It’s a place that features on many people’s bucket list, but we no longer have to visit Australia to explore Uluru and Kata Tjuta. The wait is over because Google has announced a collaboration with indigenous Australians, as well as Parks Australia and Tourism NT, to create an online experience of the sacred area through Street View.
For two years, Australia-based engineers have been working on the project with the Anangu of the central desert, the world’s oldest continuing culture. Google Street View will allow viewers to zoom in and out of the 600 million-year-old rock, take a closer look at cracks and crevices on the surface of the country’s most iconic landmark, walk along the Kuniya trail and explore the Kapi Mutitjulu waterhole.
Uluru is a site of great spiritual importance to the local Anangu people. They officially own the national park, which is leased to Parks Australia and jointly administered. In keeping with the wishes of traditional owners, not all areas of the World Heritage-listed monolith were captured, as there are some where the camera was not allowed due to the sacredness of those particular sites.

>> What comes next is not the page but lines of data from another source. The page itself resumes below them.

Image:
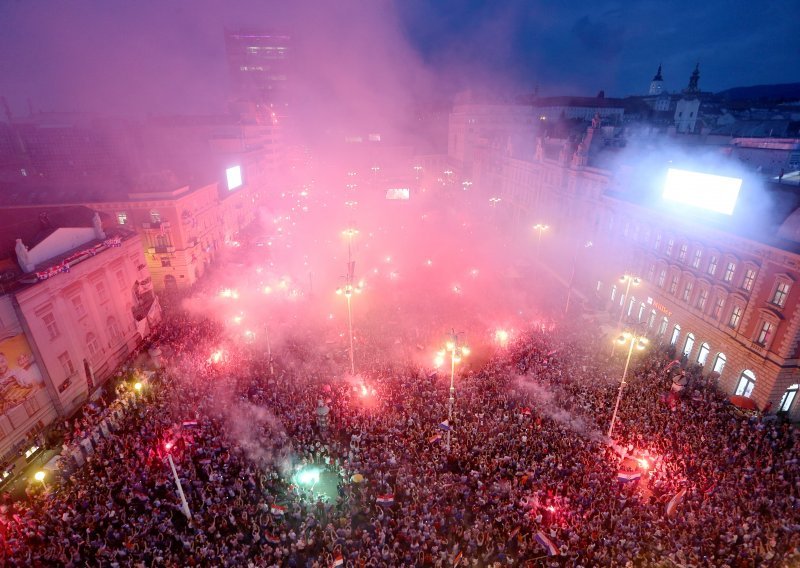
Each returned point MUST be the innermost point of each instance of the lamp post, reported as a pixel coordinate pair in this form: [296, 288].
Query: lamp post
[587, 244]
[634, 340]
[457, 352]
[540, 227]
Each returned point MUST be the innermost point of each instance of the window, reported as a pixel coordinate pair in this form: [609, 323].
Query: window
[718, 305]
[698, 256]
[689, 345]
[788, 398]
[702, 354]
[781, 292]
[729, 270]
[101, 291]
[687, 291]
[52, 326]
[749, 278]
[113, 327]
[702, 298]
[736, 317]
[77, 304]
[765, 333]
[712, 265]
[91, 344]
[719, 363]
[676, 331]
[66, 364]
[747, 380]
[673, 287]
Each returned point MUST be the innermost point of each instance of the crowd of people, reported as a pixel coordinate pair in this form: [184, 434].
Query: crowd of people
[528, 479]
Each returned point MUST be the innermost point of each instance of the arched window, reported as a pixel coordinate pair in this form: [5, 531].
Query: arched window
[676, 331]
[702, 354]
[719, 363]
[91, 344]
[747, 380]
[788, 398]
[689, 345]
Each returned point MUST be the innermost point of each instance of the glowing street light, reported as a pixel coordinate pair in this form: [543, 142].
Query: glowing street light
[540, 227]
[633, 340]
[457, 353]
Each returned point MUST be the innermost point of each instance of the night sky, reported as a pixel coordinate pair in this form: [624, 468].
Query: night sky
[167, 56]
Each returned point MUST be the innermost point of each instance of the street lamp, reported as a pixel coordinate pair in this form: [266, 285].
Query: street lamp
[540, 227]
[634, 340]
[457, 352]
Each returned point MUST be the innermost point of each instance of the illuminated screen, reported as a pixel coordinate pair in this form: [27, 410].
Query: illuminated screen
[706, 191]
[234, 175]
[398, 193]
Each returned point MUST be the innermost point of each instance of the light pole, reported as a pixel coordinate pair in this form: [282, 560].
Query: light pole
[457, 352]
[540, 227]
[587, 244]
[634, 340]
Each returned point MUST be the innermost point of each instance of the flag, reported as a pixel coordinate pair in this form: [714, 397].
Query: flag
[672, 506]
[387, 499]
[625, 476]
[549, 545]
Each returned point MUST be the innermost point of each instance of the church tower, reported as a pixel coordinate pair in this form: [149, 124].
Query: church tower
[657, 84]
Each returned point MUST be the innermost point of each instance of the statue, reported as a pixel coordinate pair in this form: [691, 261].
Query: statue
[23, 257]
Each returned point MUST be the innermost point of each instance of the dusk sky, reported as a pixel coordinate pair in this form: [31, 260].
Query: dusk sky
[167, 56]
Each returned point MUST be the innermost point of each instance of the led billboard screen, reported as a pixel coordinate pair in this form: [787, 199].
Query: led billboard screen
[234, 175]
[705, 191]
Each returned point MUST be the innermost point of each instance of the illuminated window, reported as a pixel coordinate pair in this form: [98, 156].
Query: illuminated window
[702, 353]
[781, 292]
[673, 286]
[698, 256]
[51, 325]
[736, 317]
[712, 265]
[749, 278]
[66, 364]
[765, 333]
[687, 291]
[719, 363]
[91, 344]
[788, 398]
[747, 380]
[702, 297]
[718, 305]
[729, 270]
[676, 331]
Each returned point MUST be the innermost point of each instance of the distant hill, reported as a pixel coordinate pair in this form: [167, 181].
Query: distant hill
[763, 93]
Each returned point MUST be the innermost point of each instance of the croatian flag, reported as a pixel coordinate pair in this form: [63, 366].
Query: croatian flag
[625, 476]
[672, 506]
[549, 545]
[387, 499]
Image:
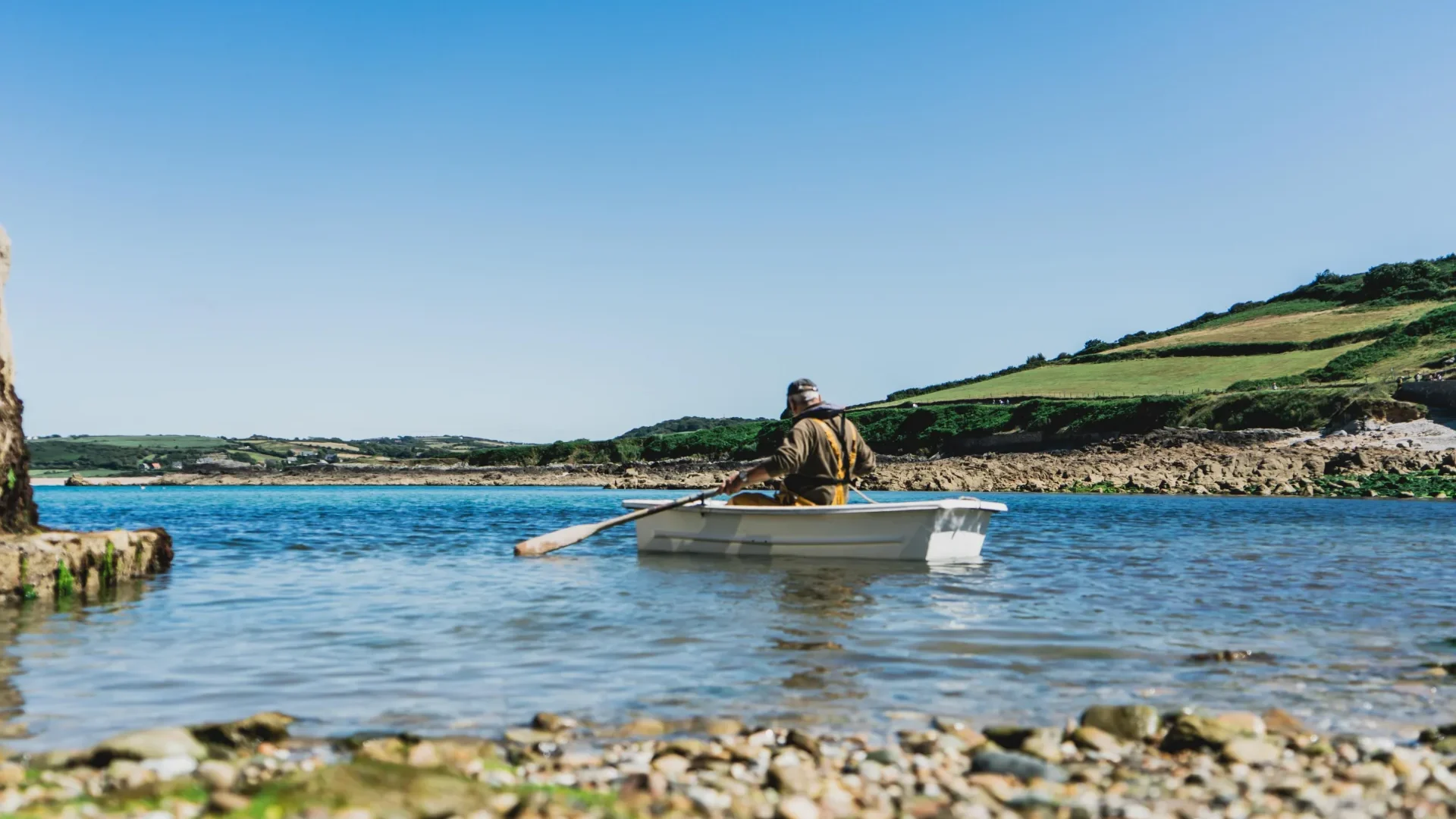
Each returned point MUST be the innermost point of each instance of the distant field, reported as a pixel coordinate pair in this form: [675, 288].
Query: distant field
[1298, 327]
[147, 442]
[1141, 376]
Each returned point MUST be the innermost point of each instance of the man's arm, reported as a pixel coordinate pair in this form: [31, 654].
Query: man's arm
[788, 458]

The interactive map has the additional element of Story Spheres to help guide people around. It will include stories and song from the Anangu people who will educate viewers on the site’s cultural significance and Tjukurpa traditional law.
Google worked closely with the Anangu people to make sure that the project was sympathetic to their culture. It took two years of conversations and work to put together the final Uluru Street View product. It is hoped that the project will be an inspiring educational resource that will give visitors a greater appreciation of the area and provide an improved life for the local Mutitjulu community.
As the finished result has been so successful, Google will now begin work on other culturally significant sites in Australia such as Kakadu.